What a busy day I had today! In the morning I was preaching at the retirement community where I volunteer with the chaplaincy ministry, then I went to my prenatal appointment, and immediately afterwards I went to set up for tomorrow’s election, where I am serving as an election judge. I find it satisfying to be staying so busy.
It was the 16-week prenatal today. My doula came to the appointment. I think her and my hot doctor will get along well. She seemed to agree with my assessment of his looks. Always good to have a second opinion when it comes to prenatal care, right? 😉 He mentioned that he has never worked with a doula before, and he’s done 48 deliveries now, so I hope this is a learning experience for him.

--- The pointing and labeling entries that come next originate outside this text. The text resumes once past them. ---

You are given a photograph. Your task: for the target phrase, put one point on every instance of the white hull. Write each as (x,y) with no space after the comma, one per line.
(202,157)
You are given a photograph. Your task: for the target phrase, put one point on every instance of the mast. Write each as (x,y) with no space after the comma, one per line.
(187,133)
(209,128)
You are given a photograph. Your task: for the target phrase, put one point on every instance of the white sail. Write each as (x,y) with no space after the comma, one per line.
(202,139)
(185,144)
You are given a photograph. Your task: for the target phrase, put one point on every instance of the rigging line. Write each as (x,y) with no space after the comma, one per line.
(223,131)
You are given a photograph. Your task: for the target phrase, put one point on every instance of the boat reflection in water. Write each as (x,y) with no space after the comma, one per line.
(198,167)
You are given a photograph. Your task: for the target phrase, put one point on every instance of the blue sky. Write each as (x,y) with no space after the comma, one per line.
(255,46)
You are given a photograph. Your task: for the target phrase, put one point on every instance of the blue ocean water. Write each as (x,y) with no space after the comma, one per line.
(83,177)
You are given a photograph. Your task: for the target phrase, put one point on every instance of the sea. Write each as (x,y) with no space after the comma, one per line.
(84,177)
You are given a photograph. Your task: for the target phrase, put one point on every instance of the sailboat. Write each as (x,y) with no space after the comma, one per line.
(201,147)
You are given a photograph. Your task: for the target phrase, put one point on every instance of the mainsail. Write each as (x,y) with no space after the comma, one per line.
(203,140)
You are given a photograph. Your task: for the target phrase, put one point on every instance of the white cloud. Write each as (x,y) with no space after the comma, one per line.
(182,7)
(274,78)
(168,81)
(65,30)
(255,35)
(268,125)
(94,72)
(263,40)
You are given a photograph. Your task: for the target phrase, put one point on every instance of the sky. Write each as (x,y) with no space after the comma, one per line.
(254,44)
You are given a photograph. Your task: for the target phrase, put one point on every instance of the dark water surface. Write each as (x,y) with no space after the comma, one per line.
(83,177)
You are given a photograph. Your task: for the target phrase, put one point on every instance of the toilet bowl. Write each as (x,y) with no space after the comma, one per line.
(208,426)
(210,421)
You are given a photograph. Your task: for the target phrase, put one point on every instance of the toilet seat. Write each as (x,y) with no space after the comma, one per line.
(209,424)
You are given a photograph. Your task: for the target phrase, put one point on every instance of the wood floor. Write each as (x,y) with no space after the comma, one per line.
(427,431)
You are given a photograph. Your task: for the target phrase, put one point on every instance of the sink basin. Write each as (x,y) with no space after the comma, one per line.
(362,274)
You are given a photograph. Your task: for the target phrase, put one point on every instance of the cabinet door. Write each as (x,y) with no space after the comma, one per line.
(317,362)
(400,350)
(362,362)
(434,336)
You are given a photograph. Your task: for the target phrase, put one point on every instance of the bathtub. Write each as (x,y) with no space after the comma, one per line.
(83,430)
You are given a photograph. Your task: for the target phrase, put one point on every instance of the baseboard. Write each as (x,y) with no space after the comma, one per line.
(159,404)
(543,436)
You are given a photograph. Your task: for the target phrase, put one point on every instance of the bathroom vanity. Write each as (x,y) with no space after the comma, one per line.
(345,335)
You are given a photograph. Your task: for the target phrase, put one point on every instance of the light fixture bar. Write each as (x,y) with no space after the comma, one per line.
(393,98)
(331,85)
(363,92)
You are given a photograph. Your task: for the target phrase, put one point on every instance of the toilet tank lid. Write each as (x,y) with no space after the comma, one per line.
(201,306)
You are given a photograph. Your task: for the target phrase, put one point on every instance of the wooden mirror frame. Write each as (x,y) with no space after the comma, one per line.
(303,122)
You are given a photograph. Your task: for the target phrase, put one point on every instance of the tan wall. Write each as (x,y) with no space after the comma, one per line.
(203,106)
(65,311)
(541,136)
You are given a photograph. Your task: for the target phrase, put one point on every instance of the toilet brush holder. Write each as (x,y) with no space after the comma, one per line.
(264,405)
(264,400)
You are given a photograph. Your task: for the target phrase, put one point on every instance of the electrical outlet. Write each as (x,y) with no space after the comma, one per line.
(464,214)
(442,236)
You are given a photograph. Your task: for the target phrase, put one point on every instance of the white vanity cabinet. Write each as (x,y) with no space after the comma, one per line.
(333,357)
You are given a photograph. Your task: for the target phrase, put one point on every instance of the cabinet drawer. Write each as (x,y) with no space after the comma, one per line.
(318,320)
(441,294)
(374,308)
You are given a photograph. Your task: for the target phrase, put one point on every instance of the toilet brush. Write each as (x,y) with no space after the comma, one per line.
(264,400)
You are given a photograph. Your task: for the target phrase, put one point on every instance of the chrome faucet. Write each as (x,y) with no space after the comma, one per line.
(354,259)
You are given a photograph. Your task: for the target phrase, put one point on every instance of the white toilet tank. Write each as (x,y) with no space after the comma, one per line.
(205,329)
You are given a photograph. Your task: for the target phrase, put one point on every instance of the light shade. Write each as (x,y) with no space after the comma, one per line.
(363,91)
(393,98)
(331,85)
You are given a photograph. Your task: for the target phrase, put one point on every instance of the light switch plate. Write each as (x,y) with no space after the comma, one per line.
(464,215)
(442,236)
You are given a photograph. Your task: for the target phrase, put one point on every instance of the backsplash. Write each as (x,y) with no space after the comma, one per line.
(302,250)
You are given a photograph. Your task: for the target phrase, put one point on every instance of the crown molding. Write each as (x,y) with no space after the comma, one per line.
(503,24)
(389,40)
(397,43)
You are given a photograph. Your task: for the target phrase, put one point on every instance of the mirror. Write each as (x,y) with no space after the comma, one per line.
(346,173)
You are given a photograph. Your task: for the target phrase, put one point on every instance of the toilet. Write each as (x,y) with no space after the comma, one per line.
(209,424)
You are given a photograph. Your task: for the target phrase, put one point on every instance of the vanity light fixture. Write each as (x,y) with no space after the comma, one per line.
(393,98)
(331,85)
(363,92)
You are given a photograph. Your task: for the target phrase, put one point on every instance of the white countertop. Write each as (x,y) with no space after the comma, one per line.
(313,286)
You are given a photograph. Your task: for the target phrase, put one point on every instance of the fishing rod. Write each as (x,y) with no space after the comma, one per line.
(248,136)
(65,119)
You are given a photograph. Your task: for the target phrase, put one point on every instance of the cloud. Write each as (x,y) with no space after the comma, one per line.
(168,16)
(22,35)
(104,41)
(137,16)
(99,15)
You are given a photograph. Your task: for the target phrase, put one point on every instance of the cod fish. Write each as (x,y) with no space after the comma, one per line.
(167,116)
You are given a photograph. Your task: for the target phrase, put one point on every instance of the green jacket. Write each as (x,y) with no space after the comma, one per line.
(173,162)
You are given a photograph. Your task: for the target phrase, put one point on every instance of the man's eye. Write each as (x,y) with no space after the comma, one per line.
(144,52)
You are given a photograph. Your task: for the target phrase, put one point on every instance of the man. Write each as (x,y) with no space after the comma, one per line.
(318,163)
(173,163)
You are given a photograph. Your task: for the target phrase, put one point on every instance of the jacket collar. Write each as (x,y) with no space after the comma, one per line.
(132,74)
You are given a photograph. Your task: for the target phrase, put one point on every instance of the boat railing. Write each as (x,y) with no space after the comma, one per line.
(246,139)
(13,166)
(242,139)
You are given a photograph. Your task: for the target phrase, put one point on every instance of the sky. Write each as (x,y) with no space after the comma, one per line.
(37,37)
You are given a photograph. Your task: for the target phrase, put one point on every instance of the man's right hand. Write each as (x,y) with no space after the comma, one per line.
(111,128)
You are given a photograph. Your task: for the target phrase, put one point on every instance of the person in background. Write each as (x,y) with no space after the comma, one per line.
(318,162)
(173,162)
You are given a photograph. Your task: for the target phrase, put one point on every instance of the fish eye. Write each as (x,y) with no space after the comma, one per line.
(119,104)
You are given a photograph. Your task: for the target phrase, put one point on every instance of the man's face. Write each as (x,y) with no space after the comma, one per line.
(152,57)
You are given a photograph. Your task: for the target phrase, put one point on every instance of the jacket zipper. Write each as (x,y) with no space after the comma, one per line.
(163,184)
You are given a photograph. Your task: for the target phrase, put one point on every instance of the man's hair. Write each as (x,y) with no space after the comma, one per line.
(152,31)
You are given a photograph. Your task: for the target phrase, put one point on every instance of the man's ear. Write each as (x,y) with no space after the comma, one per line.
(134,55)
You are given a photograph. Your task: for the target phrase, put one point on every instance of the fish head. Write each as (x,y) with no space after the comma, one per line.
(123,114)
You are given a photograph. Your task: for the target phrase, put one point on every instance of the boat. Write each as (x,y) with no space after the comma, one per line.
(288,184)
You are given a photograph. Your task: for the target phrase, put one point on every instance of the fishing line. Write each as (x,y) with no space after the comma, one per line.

So, it looks like tensions in my marriage are causing me a lot of stress, which is, in turn, causing significant bouts of insomnia. I do not want to go into too many details. Suffer it to say that my husband’s financial irresponsibility and his insistence on keeping a terrible, low-paying job where his boss treats both of us like crap and he is expected to work ridiculous hours is beginning to cause me to unravel. I’ve calculated that people and businesses who are tied exclusively to my husband owe us a total of $413.50, and I want him to get them to pay up. Some of these charges I have been asking him for over two months to collect on, and he has not even tried. My doctor and my doula have both talked to me about this, and I think that they are right that I need to lay down some boundaries. (No, I will not come home from my chaplaincy internship that I need in order to graduate to watch DD again because your lying mooch of a boss says his car is “still” in the shop and he wants you to cover for him at the last minute and he’s whining about losing these clients if you don’t. If his car is in the shop, and these clients are so damned important, he needs to lrn2cab like the rest of us do when our cars are in the shop. He was probably lying about the car troubles anyways. He was probably hung over from the Friday night partying that I know he did.) The doctor also gave me the perinatal support hotline number. I just might call it.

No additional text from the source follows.